Over the years, different poskim, or religious decisors, have taken different sides on the tenacious issue. Rabbi Dr. Moshe Tendler, a professor and bioethicist, issued a Health Care proxy in the early 1990’s stating that brain death is accepted as death. The RCA’s executive committee adapted the proxy before the Vaad majority issued a 1991 response rejecting Tendler’s claim. A few years ago, Vaad halacha set ought to explore the issue. The November study was its result.
In its recent statement, the RCA acknowledges that publicly clarifying a study that came from its own auspices is an “unusual step.” The step was necessary, insiders say, because of intense internal pressure from the rabbis within the RCA who accept brain death as death. External pressure came from doctors who weighed in, some particularly incensed about the study’s claim that “All agreed that even if an organ was removed beissur [in violation of a halachic law], it may still be used.”
One of those physicians is Kenneth Prager, a pulmonary specialist who chairs Columbia University Medical Center’s Medical Ethics Committee and Organ Donor Council. “The biggest problem is, if an orthodox Jew wants to say that brain death is not death and therefore it is against halacha to remove a vital organ from a dead person because that’s killing a person, that’s fine on halachic grounds,” Prager told the Forward. “But to then justify accepting an organ from another person that is viewed as having been murdered to donate an organ is morally repugnant.”
Prager said he found that the study “left the clear-cut impression that the proper halachic approach was not to recognize brain death as death … The bottom line is that was the Vaad’s conclusion after years of doing research on the issue.’
The clarifying statement — authored by RCA President Rabbi Moshe Kletenik and first vice president Rabbi Shmuel Goldin, who leads Prager’s synagogue — says that the study was meant to serve as an “informational guide,” and not a conclusive position paper on how rabbis should rule.
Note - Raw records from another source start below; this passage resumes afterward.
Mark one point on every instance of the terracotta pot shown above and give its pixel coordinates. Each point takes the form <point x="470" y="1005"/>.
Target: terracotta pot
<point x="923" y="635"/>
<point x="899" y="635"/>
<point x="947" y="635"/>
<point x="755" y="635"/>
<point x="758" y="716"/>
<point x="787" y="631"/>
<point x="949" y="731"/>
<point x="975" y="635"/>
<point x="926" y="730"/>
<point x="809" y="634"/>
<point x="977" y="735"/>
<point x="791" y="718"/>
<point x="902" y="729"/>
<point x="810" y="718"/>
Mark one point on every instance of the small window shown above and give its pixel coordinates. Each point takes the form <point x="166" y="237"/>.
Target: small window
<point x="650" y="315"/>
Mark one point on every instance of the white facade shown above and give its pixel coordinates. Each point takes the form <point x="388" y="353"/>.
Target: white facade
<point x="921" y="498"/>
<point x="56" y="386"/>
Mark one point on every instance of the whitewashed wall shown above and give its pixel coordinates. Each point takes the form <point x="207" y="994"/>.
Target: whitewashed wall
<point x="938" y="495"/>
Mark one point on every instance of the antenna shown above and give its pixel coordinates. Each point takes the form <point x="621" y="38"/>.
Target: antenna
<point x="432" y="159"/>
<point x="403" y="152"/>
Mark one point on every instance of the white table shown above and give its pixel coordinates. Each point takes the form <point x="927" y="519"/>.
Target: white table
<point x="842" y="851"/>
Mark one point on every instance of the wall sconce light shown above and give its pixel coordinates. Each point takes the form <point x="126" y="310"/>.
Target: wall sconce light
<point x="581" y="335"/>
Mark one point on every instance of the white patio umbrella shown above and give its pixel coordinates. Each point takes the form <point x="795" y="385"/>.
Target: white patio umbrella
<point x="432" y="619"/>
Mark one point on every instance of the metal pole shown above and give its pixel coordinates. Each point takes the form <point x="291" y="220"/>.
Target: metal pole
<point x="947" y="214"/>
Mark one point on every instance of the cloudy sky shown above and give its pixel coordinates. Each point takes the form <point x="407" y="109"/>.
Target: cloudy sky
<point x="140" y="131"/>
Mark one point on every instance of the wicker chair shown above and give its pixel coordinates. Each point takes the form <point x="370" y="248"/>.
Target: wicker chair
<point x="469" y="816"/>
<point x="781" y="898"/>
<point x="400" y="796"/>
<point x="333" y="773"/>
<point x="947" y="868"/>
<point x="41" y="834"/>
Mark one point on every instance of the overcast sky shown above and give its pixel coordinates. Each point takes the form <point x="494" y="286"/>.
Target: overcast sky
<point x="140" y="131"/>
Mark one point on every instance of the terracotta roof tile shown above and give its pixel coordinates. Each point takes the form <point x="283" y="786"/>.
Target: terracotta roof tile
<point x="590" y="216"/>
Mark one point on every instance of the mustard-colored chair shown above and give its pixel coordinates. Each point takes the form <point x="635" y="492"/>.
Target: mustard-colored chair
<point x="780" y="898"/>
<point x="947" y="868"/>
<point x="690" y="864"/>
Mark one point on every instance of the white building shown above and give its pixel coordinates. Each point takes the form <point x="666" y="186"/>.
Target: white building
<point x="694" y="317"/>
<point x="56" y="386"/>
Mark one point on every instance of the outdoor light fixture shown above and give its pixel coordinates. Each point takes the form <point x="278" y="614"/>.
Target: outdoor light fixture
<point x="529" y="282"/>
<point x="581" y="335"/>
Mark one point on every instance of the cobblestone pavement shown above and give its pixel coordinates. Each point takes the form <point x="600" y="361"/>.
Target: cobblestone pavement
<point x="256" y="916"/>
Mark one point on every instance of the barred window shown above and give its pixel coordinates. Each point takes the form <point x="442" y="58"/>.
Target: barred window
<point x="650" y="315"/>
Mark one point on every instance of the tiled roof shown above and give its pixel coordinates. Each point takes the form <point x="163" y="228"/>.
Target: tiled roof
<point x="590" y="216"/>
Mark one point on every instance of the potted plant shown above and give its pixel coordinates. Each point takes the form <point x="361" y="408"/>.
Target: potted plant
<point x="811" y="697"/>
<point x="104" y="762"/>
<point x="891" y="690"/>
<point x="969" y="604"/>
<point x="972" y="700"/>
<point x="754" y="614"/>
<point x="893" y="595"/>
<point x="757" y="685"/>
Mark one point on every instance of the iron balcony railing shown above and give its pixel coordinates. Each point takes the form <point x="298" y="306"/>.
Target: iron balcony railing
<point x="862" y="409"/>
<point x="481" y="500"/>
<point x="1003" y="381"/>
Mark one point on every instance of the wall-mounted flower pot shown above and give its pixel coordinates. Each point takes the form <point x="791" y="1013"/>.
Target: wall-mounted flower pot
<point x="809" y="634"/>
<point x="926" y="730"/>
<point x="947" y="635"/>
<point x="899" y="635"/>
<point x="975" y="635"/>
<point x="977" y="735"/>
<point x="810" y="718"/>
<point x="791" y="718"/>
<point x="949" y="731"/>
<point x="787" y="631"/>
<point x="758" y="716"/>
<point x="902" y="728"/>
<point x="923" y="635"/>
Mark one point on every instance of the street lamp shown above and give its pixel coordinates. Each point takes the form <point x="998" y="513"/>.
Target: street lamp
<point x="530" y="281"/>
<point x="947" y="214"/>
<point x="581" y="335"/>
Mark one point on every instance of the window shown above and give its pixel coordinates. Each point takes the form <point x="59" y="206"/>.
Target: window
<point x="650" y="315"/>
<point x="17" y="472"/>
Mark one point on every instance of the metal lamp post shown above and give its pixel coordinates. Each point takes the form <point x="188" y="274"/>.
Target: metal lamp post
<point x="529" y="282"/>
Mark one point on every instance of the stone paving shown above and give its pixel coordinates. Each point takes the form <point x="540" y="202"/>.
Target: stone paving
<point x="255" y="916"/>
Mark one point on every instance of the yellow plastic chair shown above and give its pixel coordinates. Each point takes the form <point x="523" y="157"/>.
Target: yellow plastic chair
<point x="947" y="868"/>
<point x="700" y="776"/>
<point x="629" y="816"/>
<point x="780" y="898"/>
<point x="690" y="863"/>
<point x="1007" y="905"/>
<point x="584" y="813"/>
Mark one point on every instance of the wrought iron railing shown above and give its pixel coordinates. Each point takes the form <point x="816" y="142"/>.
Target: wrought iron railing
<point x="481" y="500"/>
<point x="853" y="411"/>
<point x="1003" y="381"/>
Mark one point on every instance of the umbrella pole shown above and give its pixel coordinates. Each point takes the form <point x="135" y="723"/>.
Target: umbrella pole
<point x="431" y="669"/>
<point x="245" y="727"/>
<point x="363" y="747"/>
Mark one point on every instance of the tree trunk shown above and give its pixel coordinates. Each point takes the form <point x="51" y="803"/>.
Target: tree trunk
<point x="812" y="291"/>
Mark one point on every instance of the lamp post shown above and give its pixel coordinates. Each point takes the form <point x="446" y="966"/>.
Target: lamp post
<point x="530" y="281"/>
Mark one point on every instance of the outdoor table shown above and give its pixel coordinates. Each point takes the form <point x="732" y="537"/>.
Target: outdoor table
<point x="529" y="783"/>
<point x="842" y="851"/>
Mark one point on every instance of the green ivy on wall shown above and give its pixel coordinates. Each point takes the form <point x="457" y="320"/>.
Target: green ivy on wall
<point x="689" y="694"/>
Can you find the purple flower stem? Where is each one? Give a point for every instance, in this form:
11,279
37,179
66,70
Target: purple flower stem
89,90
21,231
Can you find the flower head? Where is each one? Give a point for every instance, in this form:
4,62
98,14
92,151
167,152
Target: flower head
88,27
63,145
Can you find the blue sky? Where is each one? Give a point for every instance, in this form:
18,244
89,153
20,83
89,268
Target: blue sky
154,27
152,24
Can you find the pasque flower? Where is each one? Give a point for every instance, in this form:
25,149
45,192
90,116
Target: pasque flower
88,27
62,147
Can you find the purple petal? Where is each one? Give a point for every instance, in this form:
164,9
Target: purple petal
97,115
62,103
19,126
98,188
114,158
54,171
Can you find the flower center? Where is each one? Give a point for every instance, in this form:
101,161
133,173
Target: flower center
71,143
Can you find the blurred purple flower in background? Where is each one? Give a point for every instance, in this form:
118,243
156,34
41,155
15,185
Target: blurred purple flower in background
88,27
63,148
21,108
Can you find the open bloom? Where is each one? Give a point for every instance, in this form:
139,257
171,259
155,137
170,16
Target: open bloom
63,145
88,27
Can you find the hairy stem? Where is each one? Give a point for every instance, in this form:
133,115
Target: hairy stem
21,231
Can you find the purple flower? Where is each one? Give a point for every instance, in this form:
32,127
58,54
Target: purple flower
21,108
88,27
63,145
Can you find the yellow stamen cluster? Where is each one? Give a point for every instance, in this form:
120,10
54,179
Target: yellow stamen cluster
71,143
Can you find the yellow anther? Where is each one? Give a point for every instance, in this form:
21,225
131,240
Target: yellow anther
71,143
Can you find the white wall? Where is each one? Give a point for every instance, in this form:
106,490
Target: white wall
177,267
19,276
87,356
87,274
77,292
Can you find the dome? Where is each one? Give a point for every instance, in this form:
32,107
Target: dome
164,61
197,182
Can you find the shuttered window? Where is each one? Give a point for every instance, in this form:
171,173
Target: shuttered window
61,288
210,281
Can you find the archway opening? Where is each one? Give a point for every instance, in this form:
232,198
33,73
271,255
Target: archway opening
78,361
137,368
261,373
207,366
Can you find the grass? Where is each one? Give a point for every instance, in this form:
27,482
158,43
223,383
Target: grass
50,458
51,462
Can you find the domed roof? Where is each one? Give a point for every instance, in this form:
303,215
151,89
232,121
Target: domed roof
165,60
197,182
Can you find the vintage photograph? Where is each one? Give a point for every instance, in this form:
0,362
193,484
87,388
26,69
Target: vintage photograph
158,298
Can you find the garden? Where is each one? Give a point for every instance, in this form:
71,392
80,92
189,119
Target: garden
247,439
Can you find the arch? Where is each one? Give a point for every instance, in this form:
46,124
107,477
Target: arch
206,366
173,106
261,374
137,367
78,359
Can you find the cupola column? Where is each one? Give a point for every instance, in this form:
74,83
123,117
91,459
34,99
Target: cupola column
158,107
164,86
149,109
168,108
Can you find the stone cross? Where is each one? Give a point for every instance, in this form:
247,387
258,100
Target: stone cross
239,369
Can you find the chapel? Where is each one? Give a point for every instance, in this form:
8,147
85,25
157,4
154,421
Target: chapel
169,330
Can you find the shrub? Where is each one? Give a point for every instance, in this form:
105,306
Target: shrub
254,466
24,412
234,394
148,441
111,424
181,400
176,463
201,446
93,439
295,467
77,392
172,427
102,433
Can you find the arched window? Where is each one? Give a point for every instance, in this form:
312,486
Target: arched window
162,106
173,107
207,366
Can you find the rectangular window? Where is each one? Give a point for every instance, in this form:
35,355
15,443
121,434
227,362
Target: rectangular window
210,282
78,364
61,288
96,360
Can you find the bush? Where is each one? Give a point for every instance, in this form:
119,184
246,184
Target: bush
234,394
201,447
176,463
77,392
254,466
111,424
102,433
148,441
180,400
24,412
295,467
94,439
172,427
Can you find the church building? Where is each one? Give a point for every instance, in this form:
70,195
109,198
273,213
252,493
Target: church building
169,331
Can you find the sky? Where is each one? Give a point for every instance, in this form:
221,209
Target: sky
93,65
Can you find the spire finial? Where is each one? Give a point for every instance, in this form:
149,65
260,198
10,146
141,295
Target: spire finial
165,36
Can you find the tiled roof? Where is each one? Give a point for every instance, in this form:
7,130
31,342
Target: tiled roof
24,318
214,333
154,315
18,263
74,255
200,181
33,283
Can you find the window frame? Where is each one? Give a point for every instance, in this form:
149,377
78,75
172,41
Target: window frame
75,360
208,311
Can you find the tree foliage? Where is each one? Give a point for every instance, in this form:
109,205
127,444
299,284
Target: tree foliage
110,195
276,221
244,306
In so doing, the RCA did not deal with the substantive criticisms of the study.
The statement also notes that:
*The RCA validates both sides of the pitched debate, encouraging individual RCA member rabbis to come to their own conclusions based on the poskim they trust, along with their “own conscience.”
*Despite the debate over the halachic definition of death, “almost all authorities maintain that organ donation … is not only allowed, but a Mitzva” when it contributes toward saving someone’s life.
*The RCA will “continue to disseminate information” surrounding the debate.
But Robby Berman, founder and director of the Halachic Organ Donor Society and an initial critic of the study, said the statement is not enough. “The RCA paper contains medical mistakes, citation errors, historical distortions of piskei halacha, and morally reprehensible halachic positions,” he said. “Given the uproar in the medical, halachic, and transplant community about the defective and biased RCA paper, I understand why the RCA felt the need to issue some kind of statement.”
He added: “But a ‘clarification’ … that rabbis should not use the document as if it is a psak does not suffice. The RCA needs to retract the document, fix its flaws, and reissue it. That would be the right thing to do.”
For his part, Goldin told the Forward that defending or retracting the study’s contents is not the job of RCA leadership, but rather that of the paper’s authors. He said he personally accepts brain death as death. “I thought that the study was weighted to one side and therefore reflected the position of the people who were writing it,” he said. “This is an area of halacha where the final determination has not yet been made. What’s reflected is healthy debate around a very critical issue.”